Cosa voglio di più
di Silvio Soldini, 2010
Storia d’amore tra un uomo e una donna che tradiscono avventatamente, trascinati dall’inevitabilità della passione, sullo sfondo di un paese e di un presente ossessionati dal denaro, o meglio, dall’assenza di esso: Soldini insiste a raccontare il modo in cui si guardano in faccia la precarietà sociale e la precarietà dei sentimenti, e lo fa trasferendo una "storia di corna" piuttosto tipica anche nei suoi "movimenti" in un contesto sociale altro e ben preciso, lontano dai vezzi borghesi e più vicino alle zone residenziali fuori dalla città.

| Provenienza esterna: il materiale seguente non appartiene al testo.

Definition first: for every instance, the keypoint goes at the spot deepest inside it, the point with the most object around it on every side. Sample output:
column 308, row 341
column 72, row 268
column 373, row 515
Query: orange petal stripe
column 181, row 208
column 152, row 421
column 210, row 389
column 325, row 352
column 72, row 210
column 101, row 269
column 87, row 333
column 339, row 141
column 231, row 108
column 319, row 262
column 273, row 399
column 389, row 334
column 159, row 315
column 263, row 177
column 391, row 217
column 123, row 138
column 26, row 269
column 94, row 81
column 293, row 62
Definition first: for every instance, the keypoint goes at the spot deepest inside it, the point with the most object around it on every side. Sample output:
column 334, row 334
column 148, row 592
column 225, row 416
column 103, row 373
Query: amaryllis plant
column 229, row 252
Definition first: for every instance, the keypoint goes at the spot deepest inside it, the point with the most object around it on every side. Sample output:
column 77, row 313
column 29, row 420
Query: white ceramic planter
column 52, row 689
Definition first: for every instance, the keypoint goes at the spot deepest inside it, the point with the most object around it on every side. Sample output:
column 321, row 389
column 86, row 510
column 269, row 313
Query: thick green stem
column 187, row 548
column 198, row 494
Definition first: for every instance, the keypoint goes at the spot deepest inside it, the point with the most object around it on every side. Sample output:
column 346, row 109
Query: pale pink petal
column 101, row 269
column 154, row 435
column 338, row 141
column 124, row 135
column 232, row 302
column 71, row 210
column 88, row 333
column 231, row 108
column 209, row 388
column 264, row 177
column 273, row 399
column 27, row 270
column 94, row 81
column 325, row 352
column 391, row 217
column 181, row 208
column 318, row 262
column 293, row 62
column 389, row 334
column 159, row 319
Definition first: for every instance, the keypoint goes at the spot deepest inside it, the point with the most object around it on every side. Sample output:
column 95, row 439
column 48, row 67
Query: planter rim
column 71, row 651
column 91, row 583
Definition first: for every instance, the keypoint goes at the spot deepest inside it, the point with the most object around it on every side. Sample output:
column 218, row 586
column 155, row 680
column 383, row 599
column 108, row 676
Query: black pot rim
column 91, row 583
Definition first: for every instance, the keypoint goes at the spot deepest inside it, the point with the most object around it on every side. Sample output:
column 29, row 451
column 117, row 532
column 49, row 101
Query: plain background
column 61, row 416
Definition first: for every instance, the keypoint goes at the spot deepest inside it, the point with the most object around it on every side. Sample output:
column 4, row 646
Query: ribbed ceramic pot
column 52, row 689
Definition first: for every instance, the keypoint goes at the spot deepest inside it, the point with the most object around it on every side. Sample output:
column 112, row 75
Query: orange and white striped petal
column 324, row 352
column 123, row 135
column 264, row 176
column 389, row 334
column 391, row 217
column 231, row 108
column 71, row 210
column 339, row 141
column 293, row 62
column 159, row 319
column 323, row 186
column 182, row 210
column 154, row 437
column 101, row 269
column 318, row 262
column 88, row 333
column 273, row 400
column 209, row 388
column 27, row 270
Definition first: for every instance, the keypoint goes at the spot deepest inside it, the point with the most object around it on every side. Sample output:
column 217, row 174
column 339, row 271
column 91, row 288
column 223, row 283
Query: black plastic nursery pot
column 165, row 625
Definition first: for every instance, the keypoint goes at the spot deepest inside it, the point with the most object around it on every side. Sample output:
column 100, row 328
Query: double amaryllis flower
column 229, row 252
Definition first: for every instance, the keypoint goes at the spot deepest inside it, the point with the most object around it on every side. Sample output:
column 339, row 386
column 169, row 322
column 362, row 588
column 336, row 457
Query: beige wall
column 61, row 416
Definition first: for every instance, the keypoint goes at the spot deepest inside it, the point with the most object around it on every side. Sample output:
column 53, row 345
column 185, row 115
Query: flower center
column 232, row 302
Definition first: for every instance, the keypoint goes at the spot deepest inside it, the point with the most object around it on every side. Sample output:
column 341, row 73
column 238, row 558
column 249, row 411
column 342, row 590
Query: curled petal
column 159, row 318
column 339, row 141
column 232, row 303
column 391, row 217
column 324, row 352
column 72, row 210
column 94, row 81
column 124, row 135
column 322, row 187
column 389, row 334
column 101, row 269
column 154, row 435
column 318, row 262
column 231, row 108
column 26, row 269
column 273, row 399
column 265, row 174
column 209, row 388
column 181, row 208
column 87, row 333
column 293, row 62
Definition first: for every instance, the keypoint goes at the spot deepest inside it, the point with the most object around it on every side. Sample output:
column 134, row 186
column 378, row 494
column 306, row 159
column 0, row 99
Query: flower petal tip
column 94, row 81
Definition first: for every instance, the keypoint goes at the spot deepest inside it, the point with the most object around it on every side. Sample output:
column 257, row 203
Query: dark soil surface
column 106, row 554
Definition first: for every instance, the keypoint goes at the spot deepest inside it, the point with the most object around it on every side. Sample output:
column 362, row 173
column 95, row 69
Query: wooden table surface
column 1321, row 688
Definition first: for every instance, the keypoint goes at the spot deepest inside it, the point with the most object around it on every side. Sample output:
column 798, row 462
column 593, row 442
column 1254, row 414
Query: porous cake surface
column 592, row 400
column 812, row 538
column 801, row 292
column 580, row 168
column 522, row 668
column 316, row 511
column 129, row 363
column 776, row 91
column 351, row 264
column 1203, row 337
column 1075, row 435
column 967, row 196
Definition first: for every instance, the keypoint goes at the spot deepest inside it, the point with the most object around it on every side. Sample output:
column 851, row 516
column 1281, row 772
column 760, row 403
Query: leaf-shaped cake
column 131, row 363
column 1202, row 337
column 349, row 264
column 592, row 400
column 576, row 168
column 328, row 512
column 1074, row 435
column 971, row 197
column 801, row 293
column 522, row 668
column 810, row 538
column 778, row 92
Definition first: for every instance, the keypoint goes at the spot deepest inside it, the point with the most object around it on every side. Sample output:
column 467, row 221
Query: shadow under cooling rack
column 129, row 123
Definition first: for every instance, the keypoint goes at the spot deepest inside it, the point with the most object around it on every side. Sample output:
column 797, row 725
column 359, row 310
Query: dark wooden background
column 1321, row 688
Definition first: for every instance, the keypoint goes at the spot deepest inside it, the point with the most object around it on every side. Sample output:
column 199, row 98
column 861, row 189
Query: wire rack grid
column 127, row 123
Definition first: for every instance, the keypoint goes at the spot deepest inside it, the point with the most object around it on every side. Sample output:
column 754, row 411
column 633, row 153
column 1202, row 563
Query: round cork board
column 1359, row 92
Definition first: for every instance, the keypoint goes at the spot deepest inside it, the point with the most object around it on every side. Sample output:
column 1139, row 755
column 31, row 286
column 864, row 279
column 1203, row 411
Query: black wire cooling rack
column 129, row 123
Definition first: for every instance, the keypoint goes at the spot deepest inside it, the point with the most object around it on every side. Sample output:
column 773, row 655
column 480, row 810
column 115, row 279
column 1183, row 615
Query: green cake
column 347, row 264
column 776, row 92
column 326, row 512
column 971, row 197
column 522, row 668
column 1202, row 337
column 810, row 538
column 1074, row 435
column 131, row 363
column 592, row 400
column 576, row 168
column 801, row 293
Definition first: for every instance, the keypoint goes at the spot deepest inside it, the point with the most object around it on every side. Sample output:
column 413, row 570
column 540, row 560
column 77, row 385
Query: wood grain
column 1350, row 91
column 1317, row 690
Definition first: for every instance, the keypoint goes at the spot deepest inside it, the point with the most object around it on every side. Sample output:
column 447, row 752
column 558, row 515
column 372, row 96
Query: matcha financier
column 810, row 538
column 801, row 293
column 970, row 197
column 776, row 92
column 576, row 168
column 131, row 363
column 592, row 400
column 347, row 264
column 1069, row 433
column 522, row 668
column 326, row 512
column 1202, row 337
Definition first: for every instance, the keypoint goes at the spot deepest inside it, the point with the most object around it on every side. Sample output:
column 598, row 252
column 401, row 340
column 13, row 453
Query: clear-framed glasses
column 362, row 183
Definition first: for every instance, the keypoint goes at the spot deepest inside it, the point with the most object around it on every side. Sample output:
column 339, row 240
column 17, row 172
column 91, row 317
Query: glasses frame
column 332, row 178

Si fa parecchia fatica, durante il film: forse perché Cosa voglio di più è molto, troppo, inspiegabilmente lungo, e perché la prima metà del film, quella che segue il personaggio di Alba Rohrwacher, si muove in modo disagevole tra la tensione emotiva e una costruzione del contesto appunto inusuale ma abbastanza superficiale. Dopo l’intelligente trovata del controcampo narrativo invece, quando si comincia ad abbracciare il punto di vista di Pierfrancesco Favino, Cosa voglio di più comincia a tirar fuori le armi più efficaci. Che sono quasi tutte davanti alla macchina da presa: i due bravissimi interpreti, prima di tutto, grazie alla cui naturalezza Soldini si riconferma non solo buon sceneggiatore ma anche ottimo direttore d’attori – comprimari compresi; oppure la regia, in cui lo stile documentario e il montaggio secco e intelligente (il taglio/colore di capelli della Rohrwacher come marca del tempo che passa) non impedisce al regista di stare appiccicato al corpo dei personaggi, quasi ad annusarli.
La debolezza, in un certo senso, del film – a parte la già citata eccessiva durata – sta più che altro nel suo non saper andare molto oltre la costruzione stessa, ma forse fa parte di una scelta di campo che vuole privare gli autori della responsabilità sui propri personaggi. Avvicinandosi più all’etnologia che al racconto morale: scritto con una invidiabile spontaneità, soprattutto per un cinema che spesso scade nel didascalismo, Cosa voglio di più di quest’ultimo è del tutto privo, grazie al cielo: si chiede con sereno distacco proprio allo spettatore di partecipare e di giudicare, di immedesimarsi con le ragioni dell’istinto e del corpo, o con quelle della ragione e della famiglia, quella che finisce per avere la meglio – con una punta, bella grossa, di malinconia.
Soldini però non può creare il contesto sociale solo facendo parlare sempre tutti di soldi e di bollette da pagare. Dopo un pò da parecchio fastidio.
Bravissimo Battiston. A un certo punto mi era venuta voglia di abbracciarlo.